So it can't all be good, right? There are indeed some issues with the DataSet and I can only hope they are fixed in upcoming versions of the framework. But the main point I'm trying to convey here is that these don't suffice to radically kill DataSets or tell everyone they're all Bad and Evil. Some real problems:

  • They behave bad on the wire when passing over a Web Service or otherwise serialized as XML. This is indeed a problem and a very good reason to avoid them, if (and only if) you need to interoperate with platforms other than the .NET runtime. Don't forget, a lot of times you have both ends under control so this is actually not always an issue.
  • They have a bloated wire format, since the XML representation can become very large very fast. If this is really a problem in your case and causes a measurable performance hit, you could opt for gzip compression over the HTTP transport protocol, or rethink the way you are using the services. The more or less "fixed" overhead will also become smaller in relative figures if the communication with the backend service is chunky in stead of chatty, so that's certainly an important point of attention. And you can consider using the GetChanges method to only include a diffgram of the changes since the DataSet was initially populated - but beware that this is incredibly platform-dependant though.

Good Points

Fortunately, the author makes some other very valid points as well.

  • "I realize that code generation sounds like something of a dream.

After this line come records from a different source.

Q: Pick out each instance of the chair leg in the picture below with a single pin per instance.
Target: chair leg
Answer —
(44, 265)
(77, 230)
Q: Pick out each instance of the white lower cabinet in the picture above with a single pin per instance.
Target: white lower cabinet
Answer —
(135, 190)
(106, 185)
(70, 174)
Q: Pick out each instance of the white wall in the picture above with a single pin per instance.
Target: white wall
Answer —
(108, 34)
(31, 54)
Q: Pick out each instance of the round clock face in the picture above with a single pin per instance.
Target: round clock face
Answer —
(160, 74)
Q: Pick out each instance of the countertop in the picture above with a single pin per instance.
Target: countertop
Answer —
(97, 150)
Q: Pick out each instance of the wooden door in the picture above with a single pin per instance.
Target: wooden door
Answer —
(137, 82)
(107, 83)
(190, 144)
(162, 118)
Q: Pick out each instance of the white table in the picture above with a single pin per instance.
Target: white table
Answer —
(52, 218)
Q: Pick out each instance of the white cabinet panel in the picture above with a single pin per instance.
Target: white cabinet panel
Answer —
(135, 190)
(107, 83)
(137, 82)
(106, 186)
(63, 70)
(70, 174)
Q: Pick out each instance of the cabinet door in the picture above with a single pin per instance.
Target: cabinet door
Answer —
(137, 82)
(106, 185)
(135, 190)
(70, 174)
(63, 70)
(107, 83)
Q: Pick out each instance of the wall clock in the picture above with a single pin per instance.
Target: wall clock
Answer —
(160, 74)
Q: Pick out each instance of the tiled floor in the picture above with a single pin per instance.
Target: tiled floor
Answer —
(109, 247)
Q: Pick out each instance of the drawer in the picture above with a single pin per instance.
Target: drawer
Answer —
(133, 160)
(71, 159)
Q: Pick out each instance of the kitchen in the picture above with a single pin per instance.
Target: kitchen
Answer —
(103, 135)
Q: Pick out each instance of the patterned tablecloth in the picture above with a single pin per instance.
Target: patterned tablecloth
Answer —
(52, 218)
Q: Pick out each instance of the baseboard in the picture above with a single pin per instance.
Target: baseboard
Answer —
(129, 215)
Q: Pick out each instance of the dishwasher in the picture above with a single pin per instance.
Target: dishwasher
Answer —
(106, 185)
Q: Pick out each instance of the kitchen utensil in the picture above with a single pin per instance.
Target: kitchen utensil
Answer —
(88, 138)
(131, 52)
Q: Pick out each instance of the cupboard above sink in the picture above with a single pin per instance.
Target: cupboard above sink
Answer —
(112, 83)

But when properly used and understood, it truly is a powerful arsenal in your bag of tools - even if you aren't doing custom entities". This is very, very true.
  • "Making the switch to custom entities and collections shouldn't be a decision you make lightly". This is even more true. It has a major impact on the way your applications and services will be developed.
  • "Jimmy Nilsson has an overview of some of these alternatives in his 5 part series Choosing Data Containers for .NET (part 1, 2, 3, 4, and 5)". These articles are quite good, indeed. Recommended reading!

Conclusion

I think part of the real discussion here is: do we go for a full Object Oriented domain model (most likely with some kind of Object/Relational mapping tool that handles lazy loading, automatic persistence, etc.) or do we build a (Typed) DataSet model where you create different ad-hoc DataSets according to each separate use case (which means there is no unified "one fits all" model). I personally think the full OO model is very hard to maintain in a large corporate domain with many projects and dependencies. Combine this with Service Orientation where it's much harder to "deploy" your domain model to the outside world (since you can only share contract and certainly not type) and I tend to think the latter is more flexible. Either that or you'll have to re-map the service boundary messages to your domain model internally, which causes even more work (although this might be a good approach if that fits your existing internal OO model).

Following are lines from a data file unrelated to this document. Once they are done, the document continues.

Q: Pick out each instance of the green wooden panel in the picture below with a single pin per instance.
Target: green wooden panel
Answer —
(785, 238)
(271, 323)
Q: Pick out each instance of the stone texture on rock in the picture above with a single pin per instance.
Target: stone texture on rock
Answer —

To conclude, I believe in one thing: choose the right tool for the job. Given two viable options, choose the option that would solve the problem best under the constraints at hand. As Andres Hejlsberg often puts it when comparing performance between C++ and C#: given infinite time and resources, you'll do better in C++. Given infinite time and budget, I might agree that custom entity classes are the best possible solution. Unfortunately, that's not very realistic in real-world projects. Developer productivity and shipping should be considered two very important "features" of your project, and if DataSets help you accomplish these, then I would certainly advise (or at least consider) using them.

Thursday, March 24, 2005 12:39:22 PM (Romance Standard Time, UTC+01:00)
Nice post!

When I'm using DataSets, I always feel a little bit dirty afterwards... :-)
Thursday, March 24, 2005 4:30:09 PM (Romance Standard Time, UTC+01:00)
There've been a handful of people who've vocally disagreed with my article, but you've probably been the less venomous, so I'd like to respond.

Firs though, I'd like to say that dim i as integer = nothing does compile (even with option strict on) and work as behaved which might be why I said what I did about assigning null's to value types. I won't claim that I simply checked it in VB.Net and didn't in C#...chances are I didn't check it in either languages so shame on me...it won't be the last time a compiler behaves a little differently than I expect it to...

Anyways, on to the serious point. Obviously the topic was going to be controversial, but I want to be clear on what my intentions were. They were, 100%, to introduce custom entities. I think I did a good job of that....I think what's thrown some people off is the first “anti-dataset” part of it. The goal here was only to point out shortcomings in order to highlight why you'd ever want to use another solution. Some people kept pointing out that I wasn't making a fair "debate" about the two methods, and that irks me because I never meant to debate the two methods. I'll be the first to admit that I pointed out very high level concepts just to get people thinking about them.

It seems a lot of people would have been happier had I written a 2nd article titled "On the way to Mastering ASP.Net – Introducing Typed-DataSets" and had the exact same 1st part about untyped, and then talked about typed. In this 2nd article I wouldn't talk, whatsoever, about custom entities. Then it would be clear that I wasn't trying to compare the two methods, but simply introduce them and how they solve certain (incredibly crucial) problems. Maybe that's what I'll do...dunno...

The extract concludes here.